The last words of Jesus are sad because they are true. The following of Christ can break up families. They betray each other, hand each other over. Once baptised, we enter a new family with new obligations. Our commitment to God, to love, to truth, to justice, to freedom transcends obligations that arise from blood. I cannot obey a father who tells me to violate the Gospel; I cannot cooperate with a brother who urges me to do evil. It involves painful choices but the opposite would be, in the long run, worse.

“You will be hated by all on account of me.” It is a saying we can sometimes find difficult to accept. It is difficult to understand that the following of the loving and loveable Jesus can create such hostility and hatred.
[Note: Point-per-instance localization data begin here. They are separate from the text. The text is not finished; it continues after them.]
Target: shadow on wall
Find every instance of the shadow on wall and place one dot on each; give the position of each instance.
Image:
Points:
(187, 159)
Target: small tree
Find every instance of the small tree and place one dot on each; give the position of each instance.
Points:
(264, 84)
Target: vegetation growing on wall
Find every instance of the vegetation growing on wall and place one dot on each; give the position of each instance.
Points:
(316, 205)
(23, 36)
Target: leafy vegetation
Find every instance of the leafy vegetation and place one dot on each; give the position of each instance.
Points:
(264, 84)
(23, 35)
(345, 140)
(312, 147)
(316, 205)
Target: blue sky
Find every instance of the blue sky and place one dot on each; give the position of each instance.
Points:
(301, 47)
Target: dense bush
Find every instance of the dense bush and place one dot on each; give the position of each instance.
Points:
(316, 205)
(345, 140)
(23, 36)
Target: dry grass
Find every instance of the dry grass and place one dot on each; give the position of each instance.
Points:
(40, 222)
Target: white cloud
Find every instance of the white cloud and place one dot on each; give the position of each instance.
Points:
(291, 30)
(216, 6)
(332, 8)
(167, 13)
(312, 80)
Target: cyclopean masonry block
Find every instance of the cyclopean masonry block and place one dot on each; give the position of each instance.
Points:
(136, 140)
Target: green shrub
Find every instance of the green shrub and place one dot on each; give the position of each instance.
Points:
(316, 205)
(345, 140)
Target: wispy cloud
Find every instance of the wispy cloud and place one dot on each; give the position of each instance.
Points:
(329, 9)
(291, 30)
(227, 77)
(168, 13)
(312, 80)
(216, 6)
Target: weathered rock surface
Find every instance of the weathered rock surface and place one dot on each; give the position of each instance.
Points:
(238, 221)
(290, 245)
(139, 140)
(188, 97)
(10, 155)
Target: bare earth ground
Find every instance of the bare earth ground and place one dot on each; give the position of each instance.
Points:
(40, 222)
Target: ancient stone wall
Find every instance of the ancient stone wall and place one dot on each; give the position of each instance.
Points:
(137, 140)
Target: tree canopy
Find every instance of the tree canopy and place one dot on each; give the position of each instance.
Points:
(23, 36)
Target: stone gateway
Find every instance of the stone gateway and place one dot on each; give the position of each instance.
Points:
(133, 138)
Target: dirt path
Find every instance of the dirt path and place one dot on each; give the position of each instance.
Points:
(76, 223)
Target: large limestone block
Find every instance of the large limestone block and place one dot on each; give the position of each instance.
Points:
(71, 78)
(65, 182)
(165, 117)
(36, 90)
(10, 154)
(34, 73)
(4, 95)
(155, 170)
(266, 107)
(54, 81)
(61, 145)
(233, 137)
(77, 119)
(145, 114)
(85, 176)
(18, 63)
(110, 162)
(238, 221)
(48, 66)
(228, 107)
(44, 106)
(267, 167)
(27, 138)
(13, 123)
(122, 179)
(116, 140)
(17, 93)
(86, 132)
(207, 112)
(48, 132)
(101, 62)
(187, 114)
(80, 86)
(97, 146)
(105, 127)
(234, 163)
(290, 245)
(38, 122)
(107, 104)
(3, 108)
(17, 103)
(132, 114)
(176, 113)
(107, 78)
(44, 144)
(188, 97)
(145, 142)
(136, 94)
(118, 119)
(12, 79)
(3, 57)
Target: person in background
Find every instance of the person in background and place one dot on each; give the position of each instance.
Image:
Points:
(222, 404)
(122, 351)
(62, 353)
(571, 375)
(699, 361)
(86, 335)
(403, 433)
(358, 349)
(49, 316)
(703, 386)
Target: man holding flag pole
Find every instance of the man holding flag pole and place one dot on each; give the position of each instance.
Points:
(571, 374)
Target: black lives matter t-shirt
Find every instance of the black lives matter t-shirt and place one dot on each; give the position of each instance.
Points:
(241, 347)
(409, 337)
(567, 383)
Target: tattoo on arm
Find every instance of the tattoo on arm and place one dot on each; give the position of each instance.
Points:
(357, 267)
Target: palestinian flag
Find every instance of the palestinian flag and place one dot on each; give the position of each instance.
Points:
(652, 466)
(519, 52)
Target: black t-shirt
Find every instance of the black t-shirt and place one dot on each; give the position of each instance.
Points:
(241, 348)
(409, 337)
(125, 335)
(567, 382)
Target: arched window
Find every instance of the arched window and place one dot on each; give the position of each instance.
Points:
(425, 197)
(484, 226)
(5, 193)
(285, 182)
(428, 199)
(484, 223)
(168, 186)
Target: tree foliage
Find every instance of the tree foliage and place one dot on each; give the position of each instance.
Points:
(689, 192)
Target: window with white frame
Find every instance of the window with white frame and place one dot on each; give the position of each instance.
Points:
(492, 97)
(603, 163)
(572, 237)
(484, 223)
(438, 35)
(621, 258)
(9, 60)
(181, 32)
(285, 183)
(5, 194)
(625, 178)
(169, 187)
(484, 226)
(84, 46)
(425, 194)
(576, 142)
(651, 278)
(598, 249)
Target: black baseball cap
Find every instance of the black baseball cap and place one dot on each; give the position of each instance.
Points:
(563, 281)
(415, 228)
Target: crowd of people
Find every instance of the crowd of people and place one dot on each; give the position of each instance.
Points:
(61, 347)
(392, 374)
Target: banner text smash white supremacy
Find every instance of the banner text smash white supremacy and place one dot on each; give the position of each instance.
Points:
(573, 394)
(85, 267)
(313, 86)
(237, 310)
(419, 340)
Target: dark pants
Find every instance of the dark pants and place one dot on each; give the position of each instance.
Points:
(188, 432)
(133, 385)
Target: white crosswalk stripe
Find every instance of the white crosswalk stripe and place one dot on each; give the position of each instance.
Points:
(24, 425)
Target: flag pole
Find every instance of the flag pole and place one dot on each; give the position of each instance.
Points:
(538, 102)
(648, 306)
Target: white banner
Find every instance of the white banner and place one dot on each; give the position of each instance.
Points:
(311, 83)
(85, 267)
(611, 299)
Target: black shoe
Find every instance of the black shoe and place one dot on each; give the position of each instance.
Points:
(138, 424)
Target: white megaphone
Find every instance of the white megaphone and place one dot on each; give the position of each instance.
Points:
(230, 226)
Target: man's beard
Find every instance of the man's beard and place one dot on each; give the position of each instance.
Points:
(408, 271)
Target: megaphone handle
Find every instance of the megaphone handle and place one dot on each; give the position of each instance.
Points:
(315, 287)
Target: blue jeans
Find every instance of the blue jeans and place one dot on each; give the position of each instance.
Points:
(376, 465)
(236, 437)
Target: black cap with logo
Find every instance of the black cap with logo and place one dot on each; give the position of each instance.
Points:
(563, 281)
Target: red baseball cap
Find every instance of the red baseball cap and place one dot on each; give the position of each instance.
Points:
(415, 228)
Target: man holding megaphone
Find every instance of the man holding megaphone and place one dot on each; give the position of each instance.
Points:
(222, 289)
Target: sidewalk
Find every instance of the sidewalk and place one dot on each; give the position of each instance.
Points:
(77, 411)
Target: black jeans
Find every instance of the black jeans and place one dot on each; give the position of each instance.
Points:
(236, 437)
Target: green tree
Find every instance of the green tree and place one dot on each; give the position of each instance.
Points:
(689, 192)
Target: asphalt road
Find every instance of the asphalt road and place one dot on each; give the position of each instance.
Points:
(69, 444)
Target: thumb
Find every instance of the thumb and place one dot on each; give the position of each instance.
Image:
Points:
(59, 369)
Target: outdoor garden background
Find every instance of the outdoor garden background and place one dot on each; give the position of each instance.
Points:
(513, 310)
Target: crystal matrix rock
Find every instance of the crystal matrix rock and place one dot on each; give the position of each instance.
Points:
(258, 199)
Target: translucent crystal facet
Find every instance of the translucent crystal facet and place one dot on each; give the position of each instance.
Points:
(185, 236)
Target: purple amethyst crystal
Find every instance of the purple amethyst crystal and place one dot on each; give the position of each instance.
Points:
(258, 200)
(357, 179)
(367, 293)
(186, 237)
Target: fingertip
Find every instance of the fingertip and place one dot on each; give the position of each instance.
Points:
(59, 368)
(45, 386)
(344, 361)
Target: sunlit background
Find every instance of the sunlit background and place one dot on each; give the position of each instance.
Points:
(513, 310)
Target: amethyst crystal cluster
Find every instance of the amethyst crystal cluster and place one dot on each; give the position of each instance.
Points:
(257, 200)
“When they persecute you in one town, flee to the next.” We need to be clear that Jesus never tells us to go out of our way to seek persecution or to be hated. On the contrary, we are to make Christianity as attractive as possible. We want people to share our experience of knowing and being loved by Christ. One of the reasons why the Church spread so rapidly throughout the Roman world was precisely because of Christians fleeing from persecution. There comes a time, however, when we can run no further, or when it is clear we have to take a stand and cannot compromise.*

The Irish Jesuits

1 comment:

Sarah in the tent said...

'so be shrewd as serpents and simple as doves'

At Delphi a serpent (the python) was supposed to be the source of prophetic wisdom. Perhaps Christ's prophecy of persecution itself can be seen as providing the Apostles with all the serpent wisdom they (and we) will need. Persecution is inevitable but, when it happens (not if!) by being simple as doves they can be true channels of the Holy Spirit. That is why we value Apostolic Succession.

The end of the prophecy ('you will not have gone the round of the towns of Israel before the Son of man comes.') makes the second coming sound very imminent. But it could also imply that they will die with this mission incomplete. Also, John 14:3 shows Jesus promising to return to take the Apostles home to Himself ('after I have gone and prepared you a place, I shall return to take you to myself').

I think these words of Our Lord's are more than just a piece of advice. Perhaps they are even transformative, like 'receive the Holy Spirit', with the Apostles being made truly both shrewd and simple by them.